Okay, this will be my last post on Xenophanes--except to disclose, tomorrow, the Magical Mystery Text. (Hint: You may easily arrive at the answer, if you look without ease.)
You are familiar, no doubt, with what is probably the most famous fragment of Xenophanes, used as the motto of the journal, Ancient Philosophy:
I find Richard McKirahan's comment on this interesting. He says that the fragment "unsurprisingly rejects divine revelation as a source of knowledge. That is not the sort of thing that Xenophanes' god (note the plural in the fragment) does" (67-8). In a footnote about the plural, 'gods', McKirahan adds: "The point of [the fragment] is that knowledge does not come from divine revelation, not that there are gods that reveal things to mortals."
ou)/toi a)p’ a)rxh=j pa/nta qeoi\ qnhtoi=si’ u(pe/deixan,Yet the gods have not revealed all things to men from the beginning;
a)lla\ xro/nw| zhtou=ntej e)feuri/skousin a)/meinon.
but by seeking men find out better in time. (KRS text and translation)
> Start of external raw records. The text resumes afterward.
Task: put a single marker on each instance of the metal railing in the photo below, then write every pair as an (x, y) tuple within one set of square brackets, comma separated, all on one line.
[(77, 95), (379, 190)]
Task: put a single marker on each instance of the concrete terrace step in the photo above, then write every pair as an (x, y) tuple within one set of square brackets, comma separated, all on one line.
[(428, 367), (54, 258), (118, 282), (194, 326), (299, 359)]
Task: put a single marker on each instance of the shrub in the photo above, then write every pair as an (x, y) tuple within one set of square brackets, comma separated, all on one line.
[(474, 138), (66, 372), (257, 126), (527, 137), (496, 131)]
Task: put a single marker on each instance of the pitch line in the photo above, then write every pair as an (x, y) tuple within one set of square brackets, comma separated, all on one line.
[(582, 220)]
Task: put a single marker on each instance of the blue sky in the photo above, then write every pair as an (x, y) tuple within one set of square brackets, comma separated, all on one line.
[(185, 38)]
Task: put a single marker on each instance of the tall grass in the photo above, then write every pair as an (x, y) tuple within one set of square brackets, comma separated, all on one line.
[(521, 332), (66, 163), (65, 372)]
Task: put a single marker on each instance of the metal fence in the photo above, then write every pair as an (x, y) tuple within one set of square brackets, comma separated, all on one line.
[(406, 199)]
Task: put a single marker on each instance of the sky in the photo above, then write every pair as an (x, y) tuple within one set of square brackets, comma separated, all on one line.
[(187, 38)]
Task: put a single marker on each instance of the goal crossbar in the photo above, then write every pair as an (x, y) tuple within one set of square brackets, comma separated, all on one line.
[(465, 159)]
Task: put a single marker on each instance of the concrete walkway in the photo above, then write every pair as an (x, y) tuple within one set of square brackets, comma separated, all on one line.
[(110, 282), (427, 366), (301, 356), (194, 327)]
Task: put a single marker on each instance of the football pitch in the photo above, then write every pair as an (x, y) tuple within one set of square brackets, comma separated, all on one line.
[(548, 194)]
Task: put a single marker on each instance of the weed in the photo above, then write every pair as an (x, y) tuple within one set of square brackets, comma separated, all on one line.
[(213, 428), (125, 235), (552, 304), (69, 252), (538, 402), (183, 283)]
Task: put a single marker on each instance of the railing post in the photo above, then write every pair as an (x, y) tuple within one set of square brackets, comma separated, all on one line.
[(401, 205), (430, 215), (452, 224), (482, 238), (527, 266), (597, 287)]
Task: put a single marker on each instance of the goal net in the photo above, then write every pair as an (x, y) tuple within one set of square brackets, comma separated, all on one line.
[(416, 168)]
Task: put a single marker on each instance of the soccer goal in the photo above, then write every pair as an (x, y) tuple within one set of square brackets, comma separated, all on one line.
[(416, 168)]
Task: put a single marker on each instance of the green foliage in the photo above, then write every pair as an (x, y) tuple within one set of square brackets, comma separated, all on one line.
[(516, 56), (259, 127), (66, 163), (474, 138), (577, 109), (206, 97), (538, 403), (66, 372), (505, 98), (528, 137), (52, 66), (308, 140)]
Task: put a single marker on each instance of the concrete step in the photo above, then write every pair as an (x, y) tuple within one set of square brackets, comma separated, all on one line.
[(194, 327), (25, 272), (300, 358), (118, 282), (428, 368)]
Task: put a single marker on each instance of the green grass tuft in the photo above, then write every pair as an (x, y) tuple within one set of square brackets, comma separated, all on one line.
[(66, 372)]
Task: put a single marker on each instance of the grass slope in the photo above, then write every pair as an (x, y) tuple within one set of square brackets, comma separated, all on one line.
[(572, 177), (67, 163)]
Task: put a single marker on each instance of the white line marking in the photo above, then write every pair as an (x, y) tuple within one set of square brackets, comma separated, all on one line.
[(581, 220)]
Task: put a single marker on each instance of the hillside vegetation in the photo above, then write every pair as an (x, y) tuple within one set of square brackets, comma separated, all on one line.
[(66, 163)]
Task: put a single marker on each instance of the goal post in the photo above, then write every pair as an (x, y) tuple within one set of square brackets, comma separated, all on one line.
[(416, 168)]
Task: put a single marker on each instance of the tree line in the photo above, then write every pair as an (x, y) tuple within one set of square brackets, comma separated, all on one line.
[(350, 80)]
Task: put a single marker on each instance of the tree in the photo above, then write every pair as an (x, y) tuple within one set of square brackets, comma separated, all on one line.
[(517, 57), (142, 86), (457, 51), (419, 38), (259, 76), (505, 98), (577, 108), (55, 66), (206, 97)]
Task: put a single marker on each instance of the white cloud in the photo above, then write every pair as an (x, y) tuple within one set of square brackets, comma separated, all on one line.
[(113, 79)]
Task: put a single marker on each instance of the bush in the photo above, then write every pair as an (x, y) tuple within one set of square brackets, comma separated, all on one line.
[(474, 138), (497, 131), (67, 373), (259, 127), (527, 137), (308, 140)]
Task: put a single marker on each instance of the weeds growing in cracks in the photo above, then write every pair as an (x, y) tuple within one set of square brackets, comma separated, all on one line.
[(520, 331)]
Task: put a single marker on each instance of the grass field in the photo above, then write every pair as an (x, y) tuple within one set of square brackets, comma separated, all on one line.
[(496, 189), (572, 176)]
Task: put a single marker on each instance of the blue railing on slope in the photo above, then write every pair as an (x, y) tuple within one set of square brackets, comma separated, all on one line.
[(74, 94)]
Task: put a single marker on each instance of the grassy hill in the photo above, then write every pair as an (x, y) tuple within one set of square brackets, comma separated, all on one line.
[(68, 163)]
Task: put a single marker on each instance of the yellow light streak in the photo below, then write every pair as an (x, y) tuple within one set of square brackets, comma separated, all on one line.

Yet last time I looked, 'not everything' meant the same 'at least one thing not'. And even if 'not everything' were a litotes, it would still mean no more than 'few things'. So how does McKirahan get from this the interpretation that nothing is revealed? And this interpretation is so settled and clear, in his mind, that he uses it in his footnote to rule out other things in the fragment, as not seriously meant. That is, he uses something not in the fragment to dismiss something in the fragment.
He's not alone in this, of course. I find the same interpretation of the fragment in other sources. (A common claim is that a deity who 'shakes all things by his thought' wouldn't be the sort of deity who revealed anything. Oh, really?)
But what I wish to emphasize is simply that the interpretation is unjustified. It's an instance of what I shall give the name 'hermeneutic hype', quite common in the interpretation of the presocratics:
hermeneutic hype. Def. The magnification of a philosophical view without warrant, especially by assimilating it to some position, similar to it, which is clear and attractive because exaggerated.The view that 'nothing is to be accepted on authority' or 'only reason, not tradition or revelation has merit' is attractive because it is so clear and simple. We make out Xenophanes to be proposing something novel and radical if we make him out to be saying something like this. The only trouble is, the attributed view isn't warranted by the text.